In 1865, the 13th Amendment, slavery ended, 1865. That’s 246 years. You with me so far? Kanye is adding the 150 years to the 246 to get to 400 years. He’s adding the years after the 13th Amendment to include that there are some people who are still choosing to be, think, whatever, like slaves. And the resist movement is made up of exactly people like that.

You can’t miss it. Look at these guys, Marc Lamont Hill. The black experience in America today is no different than slavery or has its roots. They haven’t graduated from it. They haven’t moved on from it. Reparations movement, forebears, slavery, still the defining element of black life in America. It isn’t unless they want it to be! There isn’t any slavery in America today, and there hasn’t been since 1865.

This isn’t complicated. Unless you have been brainwashed by the civil rights community, which wants African-Americans to believe that slavery essentially never ended, that the life experience of an African-American is essentially no different today than it was 50 years ago, a hundred years ago, 200 years ago.

And they do that and they say that to keep these people under their control and to keep them in victim status and to keep them dependent! And therefore to keep them voting Democrat! It’s pure politics.

BREAK TRANSCRIPT

RUSH: Michael in Largo, Florida, great to have you, sir. How you doing?

CALLER: Thank you, greetings from Largo, Florida. Dittos. I just want to ask you one question. Now that Kanye West is breaking open the free thinking thing with black people, do you think it’s still appropriate for the news and everybody to reference the black community as if they all think alike and they just have to ask one person to know what everybody else thinks?

RUSH: Naw. That’s gonna continue for quite a while.

CALLER: Yeah. Appreciate it, Rush. That’s all I wanted.

RUSH: You bet. No. It’s gonna continue because that’s what Kanye is breaking away from. He doesn’t want to be in that group that is monolithic thinking, acting, behaving, but it’s a political construct. Look, I’ve mentioned this I don’t know how many times. The Democrat Party, not so much — I guess it’s still true of the modern Democrats. This bunch is just a collection of radical leftist extremists now.

But not that long ago, the Democrat Party literally was made up of different coalitions who were very different, but they at least had two things in common: They believed in Big Government, and they hated Republicans. And that’s what kept ’em unified. And there was the black community. And then there was the feminist community and the gay community and the whatever else community, Big Labor. And all these coalitions vied for a seat at the table of power at the Democrat Party.

For the longest time, the Reverend Jackson occupied the seat of power for the black community.
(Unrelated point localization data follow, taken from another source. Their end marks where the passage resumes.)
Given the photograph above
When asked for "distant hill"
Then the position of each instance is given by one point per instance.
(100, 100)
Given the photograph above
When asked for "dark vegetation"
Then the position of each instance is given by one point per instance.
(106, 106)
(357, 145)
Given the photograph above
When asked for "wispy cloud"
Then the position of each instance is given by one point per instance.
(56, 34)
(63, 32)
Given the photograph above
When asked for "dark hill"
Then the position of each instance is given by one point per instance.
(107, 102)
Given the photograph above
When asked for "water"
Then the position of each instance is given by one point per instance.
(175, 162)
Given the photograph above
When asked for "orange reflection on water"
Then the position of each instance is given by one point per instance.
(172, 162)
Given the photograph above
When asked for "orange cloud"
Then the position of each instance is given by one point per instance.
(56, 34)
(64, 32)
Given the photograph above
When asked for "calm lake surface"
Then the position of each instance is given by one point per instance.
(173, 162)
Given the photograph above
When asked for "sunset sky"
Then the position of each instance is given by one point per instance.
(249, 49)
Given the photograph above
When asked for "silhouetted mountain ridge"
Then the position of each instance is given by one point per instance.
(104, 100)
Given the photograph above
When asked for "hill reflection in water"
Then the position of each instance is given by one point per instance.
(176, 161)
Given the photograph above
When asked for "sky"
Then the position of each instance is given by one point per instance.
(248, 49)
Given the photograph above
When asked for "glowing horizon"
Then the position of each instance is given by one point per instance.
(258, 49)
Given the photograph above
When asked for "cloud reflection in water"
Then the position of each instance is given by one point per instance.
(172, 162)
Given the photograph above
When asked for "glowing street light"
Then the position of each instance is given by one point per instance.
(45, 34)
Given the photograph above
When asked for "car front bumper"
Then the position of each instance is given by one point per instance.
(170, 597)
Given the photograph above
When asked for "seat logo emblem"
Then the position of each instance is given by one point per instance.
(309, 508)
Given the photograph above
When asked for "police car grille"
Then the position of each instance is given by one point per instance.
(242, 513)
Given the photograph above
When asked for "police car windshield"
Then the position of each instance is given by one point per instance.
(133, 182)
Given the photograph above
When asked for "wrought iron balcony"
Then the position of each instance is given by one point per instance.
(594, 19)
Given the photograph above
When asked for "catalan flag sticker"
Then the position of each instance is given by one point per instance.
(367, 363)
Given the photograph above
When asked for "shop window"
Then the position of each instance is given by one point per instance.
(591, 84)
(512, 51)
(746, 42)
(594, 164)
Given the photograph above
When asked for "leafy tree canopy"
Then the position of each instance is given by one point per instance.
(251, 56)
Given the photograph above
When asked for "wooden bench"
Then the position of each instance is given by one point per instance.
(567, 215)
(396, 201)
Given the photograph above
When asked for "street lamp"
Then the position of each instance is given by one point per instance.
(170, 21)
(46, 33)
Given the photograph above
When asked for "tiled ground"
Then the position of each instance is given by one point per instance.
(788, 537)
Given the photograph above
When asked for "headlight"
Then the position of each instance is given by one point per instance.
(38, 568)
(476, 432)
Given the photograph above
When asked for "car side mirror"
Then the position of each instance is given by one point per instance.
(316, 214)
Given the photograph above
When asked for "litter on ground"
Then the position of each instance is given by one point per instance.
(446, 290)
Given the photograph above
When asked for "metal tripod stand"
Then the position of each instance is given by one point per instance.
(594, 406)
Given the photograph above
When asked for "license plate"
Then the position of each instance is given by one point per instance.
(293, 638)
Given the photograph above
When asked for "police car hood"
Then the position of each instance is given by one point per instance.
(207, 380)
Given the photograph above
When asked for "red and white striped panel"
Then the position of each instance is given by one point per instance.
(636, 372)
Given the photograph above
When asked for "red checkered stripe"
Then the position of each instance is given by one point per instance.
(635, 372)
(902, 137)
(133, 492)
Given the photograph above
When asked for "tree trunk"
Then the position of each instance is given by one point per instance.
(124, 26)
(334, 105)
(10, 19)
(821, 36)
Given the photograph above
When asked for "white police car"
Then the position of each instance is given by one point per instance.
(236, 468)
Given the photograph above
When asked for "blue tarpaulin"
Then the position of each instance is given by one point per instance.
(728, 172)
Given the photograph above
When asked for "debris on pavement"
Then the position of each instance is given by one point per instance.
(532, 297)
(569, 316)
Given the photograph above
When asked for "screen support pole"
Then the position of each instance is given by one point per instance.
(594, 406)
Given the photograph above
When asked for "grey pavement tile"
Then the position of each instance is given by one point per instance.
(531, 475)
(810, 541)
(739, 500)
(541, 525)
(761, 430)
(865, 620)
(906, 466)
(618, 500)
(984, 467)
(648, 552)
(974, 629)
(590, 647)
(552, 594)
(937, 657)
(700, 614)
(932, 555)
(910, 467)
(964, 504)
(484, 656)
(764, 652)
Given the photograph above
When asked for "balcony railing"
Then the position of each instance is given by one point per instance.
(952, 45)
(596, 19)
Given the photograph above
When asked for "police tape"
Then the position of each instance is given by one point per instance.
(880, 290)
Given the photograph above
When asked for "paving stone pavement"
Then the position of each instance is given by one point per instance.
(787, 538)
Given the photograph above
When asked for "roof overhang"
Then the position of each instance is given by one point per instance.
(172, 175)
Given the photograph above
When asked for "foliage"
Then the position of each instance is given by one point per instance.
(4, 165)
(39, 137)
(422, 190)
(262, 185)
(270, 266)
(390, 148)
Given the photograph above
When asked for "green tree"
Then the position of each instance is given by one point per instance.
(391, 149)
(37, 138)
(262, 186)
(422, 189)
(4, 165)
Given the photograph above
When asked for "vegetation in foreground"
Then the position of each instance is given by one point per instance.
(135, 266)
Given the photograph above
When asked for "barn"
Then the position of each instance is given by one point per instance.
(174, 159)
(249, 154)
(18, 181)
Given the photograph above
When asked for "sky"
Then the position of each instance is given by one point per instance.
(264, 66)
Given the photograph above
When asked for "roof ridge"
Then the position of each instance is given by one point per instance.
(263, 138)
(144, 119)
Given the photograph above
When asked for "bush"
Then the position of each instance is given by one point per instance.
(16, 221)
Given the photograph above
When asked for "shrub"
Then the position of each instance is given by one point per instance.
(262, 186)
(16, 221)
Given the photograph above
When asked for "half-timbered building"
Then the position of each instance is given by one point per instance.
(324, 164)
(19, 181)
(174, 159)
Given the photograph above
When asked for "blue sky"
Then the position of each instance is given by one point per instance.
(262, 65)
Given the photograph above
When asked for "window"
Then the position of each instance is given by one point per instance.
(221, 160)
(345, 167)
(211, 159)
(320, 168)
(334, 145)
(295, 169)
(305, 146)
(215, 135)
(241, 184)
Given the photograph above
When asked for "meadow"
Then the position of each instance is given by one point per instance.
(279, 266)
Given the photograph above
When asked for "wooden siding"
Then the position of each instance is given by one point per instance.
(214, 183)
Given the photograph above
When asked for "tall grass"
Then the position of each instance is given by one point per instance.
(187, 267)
How did he keep it? He had to keep delivering the black community to the Democrat candidates every election. The Reverend Sharpton began to compete with the Reverend Jackson. And then, you know, when Obama came along, that threw a monkey wrench into things, because Sharpton didn’t go along with the fact that Obama was authentically black.

The coalition had some trouble but they unify around their hatred of Republicans and their belief in big, socialistic government. And that’s what kept that coalition together. And that’s how you kept your seat. And so Kanye breaking away threatens the people who have the seat of power at that Democrat Party, and that’s why he’s gotta be kept in line and every other malcontent does too.

BREAK TRANSCRIPT

RUSH: Okay. So Kanye’s now tweeting out what he really meant to say. He’ll eventually come across what I said about it and, well, let’s just see. I don’t want to prejudge anything here or jinx anything, but this will get straightened out, you’ll see.